# Solved: Can't Change Wallpaper...



## dudemonz (Apr 16, 2010)

Hi,

I have a problem changing my desktop picture...

I decided to try out the slide show feature for the desktop background and
since i turned off my laptop it's stuck on the last one that showed up.

I've tried to open an image in Windows Photo Viewer, right click and then set image as 
desktop, but every time i try that a window pops up saying: This image can't be set as wallpaper. An internal error has occurred.
The only option is to click OK, and it doesn't give any information about why i can't switch the picture.

Thanks for any help in advance!


----------



## Hughv (Jul 22, 2006)

Right-click the desktop and select "Personalize".
Select "Desktop Background", then navigate to the image you want.


----------



## antech (Feb 23, 2010)

Is WAT notified you that the windows is not genuine?


----------



## dudemonz (Apr 16, 2010)

Hughv, I already know how to do that, it never works no matter which way I try to switch the wallpaper.
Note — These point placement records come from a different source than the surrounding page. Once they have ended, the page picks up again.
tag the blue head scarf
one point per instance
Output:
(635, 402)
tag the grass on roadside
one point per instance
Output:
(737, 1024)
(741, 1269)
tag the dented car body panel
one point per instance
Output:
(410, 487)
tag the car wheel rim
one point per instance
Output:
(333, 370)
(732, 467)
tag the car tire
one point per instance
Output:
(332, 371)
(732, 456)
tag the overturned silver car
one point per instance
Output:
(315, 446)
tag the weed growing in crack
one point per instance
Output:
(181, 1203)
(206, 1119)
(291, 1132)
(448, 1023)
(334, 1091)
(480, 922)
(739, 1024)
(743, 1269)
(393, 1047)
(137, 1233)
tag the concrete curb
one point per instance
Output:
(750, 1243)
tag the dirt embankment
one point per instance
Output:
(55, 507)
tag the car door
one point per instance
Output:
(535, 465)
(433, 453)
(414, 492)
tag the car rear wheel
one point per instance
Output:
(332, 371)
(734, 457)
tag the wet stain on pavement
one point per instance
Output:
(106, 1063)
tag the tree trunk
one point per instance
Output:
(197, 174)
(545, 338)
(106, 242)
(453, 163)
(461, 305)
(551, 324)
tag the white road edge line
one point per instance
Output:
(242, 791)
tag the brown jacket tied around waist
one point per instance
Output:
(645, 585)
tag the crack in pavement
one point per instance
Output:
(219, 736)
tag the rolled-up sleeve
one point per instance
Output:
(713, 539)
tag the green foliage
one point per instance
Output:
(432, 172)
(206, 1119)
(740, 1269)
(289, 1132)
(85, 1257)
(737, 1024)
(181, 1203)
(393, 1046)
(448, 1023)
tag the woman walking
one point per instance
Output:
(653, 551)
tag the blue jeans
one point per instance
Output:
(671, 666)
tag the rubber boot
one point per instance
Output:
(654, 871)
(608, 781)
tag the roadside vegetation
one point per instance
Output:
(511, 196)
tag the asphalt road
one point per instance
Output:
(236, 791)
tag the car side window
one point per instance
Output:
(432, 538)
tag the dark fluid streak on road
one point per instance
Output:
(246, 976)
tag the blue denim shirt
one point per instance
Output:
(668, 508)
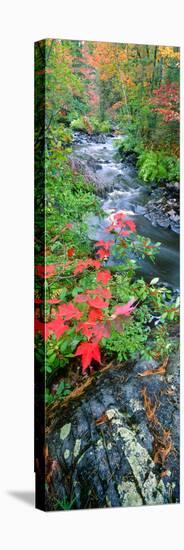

Thanks for the suggestion though.

antech, I'm not sure what WAT is, i bought my laptop from FutureShop, which is a pretty big trusted chain of store in Canada, owned by BestBuy, am pretty sure it's a genuine copy of Windows 7.

any other suggestions? should I create a new user account? will that help???


----------



## Hughv (Jul 22, 2006)

What background is currently selected?
Try using Explorer to select an image.


----------



## dudemonz (Apr 16, 2010)

I used the slide show for wallpaper feature. and used a folder from my pictures folder of photos ive taken. now its stuck on one of the photos i took.... i even took the photo out of the folder and deleted in hopes that it would just cancel the slide show, but it always stays in slide show mode with every photo selected from which ever folder is selected within the my pictures folder.


----------



## dudemonz (Apr 16, 2010)

im using Firefox and i just right clicked on a photo from there and it switched the background, but still when i try to right click on one of my own photos it still wont switch and gives me that same warning as before, internal error has occurred...


----------



## dudemonz (Apr 16, 2010)

OK well after using mozilla to switch the wallpaper and then restarting my computer it seems to be working fine now!

Thanks for the internet suggestion Hughv!!!!!

problem solved for now, and i will never try to use the wallpaper slide show again.


----------



## antech (Feb 23, 2010)

The Wallpaper Slide Show cannot cause such silly problems!
Can it?
Personally I dont think so


----------



## Hughv (Jul 22, 2006)

antech said:


> The Wallpaper Slide Show cannot cause such silly problems!
> Can it?
> Personally I dont think so


I think an image was missing, but an MS program can do anything.


----------



## antech (Feb 23, 2010)

But excluding this thing....
Cheers.


----------